New Discovery Human Health Published: August 9, 2018

Junk DNA and Cancer: Why the Trash in Your Cells is Very Important


Inside every cell in your body is DNA. Some of this DNA tells the body how to make proteins. However, a lot of this DNA does not make protein and some people call it “junk DNA.” A recent research study showed that variation (differences between individuals) in one particular piece of junk DNA might increase the risk of cancer. The scientists looked at a kind of junk DNA called MSR1 repeats. They showed that MSR1 repeats stuck on the end of cancer-causing genes, forming “tails,” and that shorter tails increased the risk of breast cancer and prostate cancer. This is an exciting finding, because it might allow better diagnosis of and treatments for cancer.

Inside every cell of our bodies is a long, thin molecule called DNA. DNA is your own personal instruction manual and it tells your body everything it needs to know! DNA determines your eye color, skin tone, how tall you are, and even whether your muscles are better at sprinting or running a marathon. Just like a real instruction manual, the instructions in DNA are written in a series of letters. In DNA, there are just four letters–A, T, G, and C. These letters are combined to spell out the instruction for proteins. Proteins are the building blocks of cells. Your brain, heart, and all other organs are made of lots of different proteins. The DNA letters needed to make one protein are referred to as a “gene.” Can you guess how many genes a human being has?

Over 20,000!

That is right, in every cell of your body, there are over 20,000 genes–each spelling out the instructions for a different protein!
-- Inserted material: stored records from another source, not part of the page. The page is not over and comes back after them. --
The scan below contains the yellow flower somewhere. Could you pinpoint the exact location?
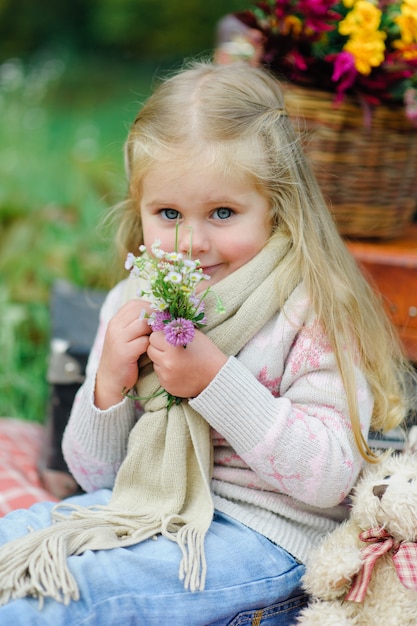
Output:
[394,0,417,48]
[282,15,303,37]
[344,32,386,76]
[392,39,417,61]
[339,0,382,36]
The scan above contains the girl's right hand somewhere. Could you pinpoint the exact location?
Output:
[95,300,151,410]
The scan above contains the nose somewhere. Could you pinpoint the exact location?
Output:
[178,224,209,258]
[372,485,388,500]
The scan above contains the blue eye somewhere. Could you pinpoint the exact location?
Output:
[213,206,233,220]
[161,209,181,220]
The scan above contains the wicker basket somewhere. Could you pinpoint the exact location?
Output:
[284,83,417,239]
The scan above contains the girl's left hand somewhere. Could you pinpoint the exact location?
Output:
[147,330,227,398]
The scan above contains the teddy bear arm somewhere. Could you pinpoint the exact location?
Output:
[303,522,362,600]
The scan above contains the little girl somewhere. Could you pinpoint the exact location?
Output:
[0,62,407,626]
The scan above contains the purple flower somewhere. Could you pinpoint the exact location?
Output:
[163,317,195,346]
[332,51,358,99]
[150,311,172,330]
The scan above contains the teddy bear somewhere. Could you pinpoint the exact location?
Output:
[297,452,417,626]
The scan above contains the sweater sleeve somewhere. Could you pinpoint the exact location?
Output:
[190,282,373,508]
[62,282,137,491]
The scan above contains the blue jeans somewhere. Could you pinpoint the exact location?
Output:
[0,490,306,626]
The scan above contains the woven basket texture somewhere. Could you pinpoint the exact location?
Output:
[284,83,417,239]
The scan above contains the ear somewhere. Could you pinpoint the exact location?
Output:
[404,426,417,455]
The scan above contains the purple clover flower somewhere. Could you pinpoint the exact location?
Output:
[163,317,195,347]
[151,311,172,331]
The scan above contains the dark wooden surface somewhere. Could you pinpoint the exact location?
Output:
[346,223,417,362]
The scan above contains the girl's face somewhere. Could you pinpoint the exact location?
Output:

The genes are lined up along structures called chromosomes. Chromosomes are huge molecules of DNA that have been coiled up really tightly to fit into the cell. Every human cell has 23 pairs of chromosomes. You can see how DNA, genes, chromosomes, and cells relate to each other in Figure 1.

Figure 1 - You can imagine each cell as a library.
  • Figure 1 - You can imagine each cell as a library.
  • In the library there are 23 pairs of bookcases–and in the cell, there are 23 pairs of chromosomes. On the shelves of the bookcases are books–each book is a gene. The library has two copies of every book, as the bookcases are in pairs, remember! Inside the book are the letters A, T, C, and G in many combinations, which gives the instruction on how to make a single protein.

The genes are a secret code for proteins, so they are sometimes called “coding DNA.” However, between the genes, there is lots of other DNA letters that do not produce proteins. This is called “non-coding DNA,” because it is not part of the secret protein code. In the past, scientists thought that genes were the only important part of DNA. They called the non-coding bits “junk DNA,” because they thought it was trash! Some of the junk DNA is very repetitive, repeating the same letter sequence again and again–we call this repeat DNA. Yes, I know–scientists are not very imaginative! Take a look at Figure 2 to see how the junk DNA fits around the genes.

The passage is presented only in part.